William W. Johnstone
with J. A. Johnstone
 
 
PINNACLE BOOKS
Kensington Publishing Corp.
www.kensingtonbooks.com
 
All copyrighted material within is Attributor Protected.
“Texas . . . Texas . . .”
—Last words of Sam Houston,
soldier, patriot, and founder and
president of the Republic of Texas
 
O
NE
 
Some towns play out and fade away. Others die hard.
By midnight Midvale was ablaze. The light of its burning was a fire on a darkling plain.
It was a night in late March 1866. Early spring. The earth was quickening as Midvale was dying.
The well-watered grazing lands of Long Valley in north central Texas supported many widely scattered ranches. Midvale had come into being at a strategic site where key trails came together. The town supplied the needs of local ranchers and farmers for things they couldn’t make or grow but couldn’t do without.
A cluster of several square blocks of wooden frame buildings, it had a handful of shops and stores, several saloons, a small café, a boardinghouse or two, and a residential neighborhood.
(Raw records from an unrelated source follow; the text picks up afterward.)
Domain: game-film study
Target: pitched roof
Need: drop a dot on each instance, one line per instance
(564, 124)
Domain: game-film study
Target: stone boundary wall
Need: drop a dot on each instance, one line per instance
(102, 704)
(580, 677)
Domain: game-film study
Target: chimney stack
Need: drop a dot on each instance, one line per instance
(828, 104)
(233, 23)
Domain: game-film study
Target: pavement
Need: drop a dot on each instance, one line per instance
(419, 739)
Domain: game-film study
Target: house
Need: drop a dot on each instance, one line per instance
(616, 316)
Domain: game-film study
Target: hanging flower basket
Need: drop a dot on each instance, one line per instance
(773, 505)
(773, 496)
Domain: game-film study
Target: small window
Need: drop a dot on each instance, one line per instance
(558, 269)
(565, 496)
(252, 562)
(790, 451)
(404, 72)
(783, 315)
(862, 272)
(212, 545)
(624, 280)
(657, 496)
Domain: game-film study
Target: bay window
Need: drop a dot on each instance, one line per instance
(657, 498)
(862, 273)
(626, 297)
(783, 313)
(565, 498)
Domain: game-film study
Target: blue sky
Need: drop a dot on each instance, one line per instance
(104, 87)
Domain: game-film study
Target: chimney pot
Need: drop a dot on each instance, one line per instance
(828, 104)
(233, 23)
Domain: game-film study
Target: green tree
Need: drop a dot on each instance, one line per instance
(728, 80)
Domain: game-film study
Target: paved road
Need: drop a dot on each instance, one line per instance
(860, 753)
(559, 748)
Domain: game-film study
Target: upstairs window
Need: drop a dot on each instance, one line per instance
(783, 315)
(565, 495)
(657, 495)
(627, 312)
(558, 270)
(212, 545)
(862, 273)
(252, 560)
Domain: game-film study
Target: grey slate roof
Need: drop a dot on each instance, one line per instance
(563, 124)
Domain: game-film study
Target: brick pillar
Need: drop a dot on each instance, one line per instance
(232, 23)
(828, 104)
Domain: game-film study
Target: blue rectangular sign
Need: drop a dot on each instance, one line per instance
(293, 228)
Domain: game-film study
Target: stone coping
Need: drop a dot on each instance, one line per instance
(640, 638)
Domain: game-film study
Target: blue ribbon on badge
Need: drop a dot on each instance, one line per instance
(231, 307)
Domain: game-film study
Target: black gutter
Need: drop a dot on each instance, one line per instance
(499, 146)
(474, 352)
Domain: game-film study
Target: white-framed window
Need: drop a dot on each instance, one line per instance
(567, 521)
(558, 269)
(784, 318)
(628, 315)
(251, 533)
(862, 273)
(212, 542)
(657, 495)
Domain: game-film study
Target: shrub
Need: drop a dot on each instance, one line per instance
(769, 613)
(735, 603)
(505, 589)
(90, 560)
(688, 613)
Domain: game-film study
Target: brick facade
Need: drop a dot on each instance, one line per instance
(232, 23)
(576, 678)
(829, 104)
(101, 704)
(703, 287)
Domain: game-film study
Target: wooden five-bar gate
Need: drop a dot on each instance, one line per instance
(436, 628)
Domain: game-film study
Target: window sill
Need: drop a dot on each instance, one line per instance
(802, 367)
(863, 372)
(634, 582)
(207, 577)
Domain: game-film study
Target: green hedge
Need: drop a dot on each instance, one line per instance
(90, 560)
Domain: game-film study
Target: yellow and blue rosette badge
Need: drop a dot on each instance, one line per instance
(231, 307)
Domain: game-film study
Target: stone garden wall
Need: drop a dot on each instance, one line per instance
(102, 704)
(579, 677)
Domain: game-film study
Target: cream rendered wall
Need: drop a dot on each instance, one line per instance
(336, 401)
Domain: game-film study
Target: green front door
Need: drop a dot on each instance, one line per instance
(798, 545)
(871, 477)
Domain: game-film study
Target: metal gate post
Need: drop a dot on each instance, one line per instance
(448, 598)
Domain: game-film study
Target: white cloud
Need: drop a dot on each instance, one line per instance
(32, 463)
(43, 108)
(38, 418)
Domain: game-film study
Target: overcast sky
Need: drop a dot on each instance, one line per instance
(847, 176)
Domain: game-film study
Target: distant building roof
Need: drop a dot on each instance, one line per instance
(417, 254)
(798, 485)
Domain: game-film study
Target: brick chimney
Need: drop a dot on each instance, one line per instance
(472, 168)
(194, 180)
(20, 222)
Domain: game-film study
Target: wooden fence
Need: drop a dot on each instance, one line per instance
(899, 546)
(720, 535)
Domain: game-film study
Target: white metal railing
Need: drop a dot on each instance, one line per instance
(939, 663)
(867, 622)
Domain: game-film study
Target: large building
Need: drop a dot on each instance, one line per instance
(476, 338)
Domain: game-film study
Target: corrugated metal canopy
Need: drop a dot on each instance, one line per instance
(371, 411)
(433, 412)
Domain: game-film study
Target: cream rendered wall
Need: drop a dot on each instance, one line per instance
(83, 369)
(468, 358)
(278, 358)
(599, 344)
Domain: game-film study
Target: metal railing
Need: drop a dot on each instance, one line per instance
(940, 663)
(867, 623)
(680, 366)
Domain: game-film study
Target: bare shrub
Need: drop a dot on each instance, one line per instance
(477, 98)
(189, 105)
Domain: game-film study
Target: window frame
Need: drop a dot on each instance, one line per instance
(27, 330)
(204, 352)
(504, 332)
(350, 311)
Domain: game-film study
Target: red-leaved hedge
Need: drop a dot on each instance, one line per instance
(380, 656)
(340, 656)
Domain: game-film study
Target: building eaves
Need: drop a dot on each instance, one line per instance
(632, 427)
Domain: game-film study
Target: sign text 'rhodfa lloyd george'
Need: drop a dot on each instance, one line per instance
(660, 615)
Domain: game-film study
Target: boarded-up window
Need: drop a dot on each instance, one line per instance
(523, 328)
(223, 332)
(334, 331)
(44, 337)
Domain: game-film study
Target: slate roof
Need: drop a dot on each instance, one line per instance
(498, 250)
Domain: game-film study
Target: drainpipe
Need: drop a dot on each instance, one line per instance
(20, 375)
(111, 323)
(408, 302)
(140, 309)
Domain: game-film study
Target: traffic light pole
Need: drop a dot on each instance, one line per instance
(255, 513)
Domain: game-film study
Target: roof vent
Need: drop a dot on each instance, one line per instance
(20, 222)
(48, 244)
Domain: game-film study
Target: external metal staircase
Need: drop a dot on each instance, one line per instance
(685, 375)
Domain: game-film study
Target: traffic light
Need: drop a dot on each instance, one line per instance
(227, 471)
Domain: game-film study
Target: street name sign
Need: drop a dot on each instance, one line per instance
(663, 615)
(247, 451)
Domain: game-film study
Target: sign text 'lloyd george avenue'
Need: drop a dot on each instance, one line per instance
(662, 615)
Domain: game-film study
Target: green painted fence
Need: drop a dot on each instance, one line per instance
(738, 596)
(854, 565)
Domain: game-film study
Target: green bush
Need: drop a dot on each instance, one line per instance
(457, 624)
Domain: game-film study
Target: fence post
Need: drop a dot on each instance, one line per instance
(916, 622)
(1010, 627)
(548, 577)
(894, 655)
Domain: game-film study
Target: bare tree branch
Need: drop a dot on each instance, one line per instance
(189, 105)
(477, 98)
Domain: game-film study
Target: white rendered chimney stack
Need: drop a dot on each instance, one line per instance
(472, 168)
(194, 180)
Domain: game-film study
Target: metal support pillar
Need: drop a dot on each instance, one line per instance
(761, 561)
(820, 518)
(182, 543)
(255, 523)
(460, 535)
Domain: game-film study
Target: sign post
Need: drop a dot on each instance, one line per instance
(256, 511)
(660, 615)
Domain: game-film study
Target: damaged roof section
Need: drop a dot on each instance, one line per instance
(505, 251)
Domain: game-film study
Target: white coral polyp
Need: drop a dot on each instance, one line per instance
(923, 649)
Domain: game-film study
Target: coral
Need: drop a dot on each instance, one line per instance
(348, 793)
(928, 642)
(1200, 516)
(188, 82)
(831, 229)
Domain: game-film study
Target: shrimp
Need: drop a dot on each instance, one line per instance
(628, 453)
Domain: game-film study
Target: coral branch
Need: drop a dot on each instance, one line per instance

Tonight Midvale had reached its end. Its passing was violent. The killers had come to usher it into extinction. Raiders they were, a band of cutthroats, savage and merciless. They came under cover of darkness and fell on the town like ravening wolves—gun wolves.
The folk of Midvale were no sheep for the slaughter. The Texas frontier is no place for weaklings. For a generation, settlers had fought Comanche, Kiowa, and Lipan Apache war parties, Mexican bandits and homegrown outlaws. The battle fury of the recent War Between the States had left this part of Texas untouched, but there was not a family in the valley that hadn’t given husbands and sons to the armies of the Confederacy. Few had returned.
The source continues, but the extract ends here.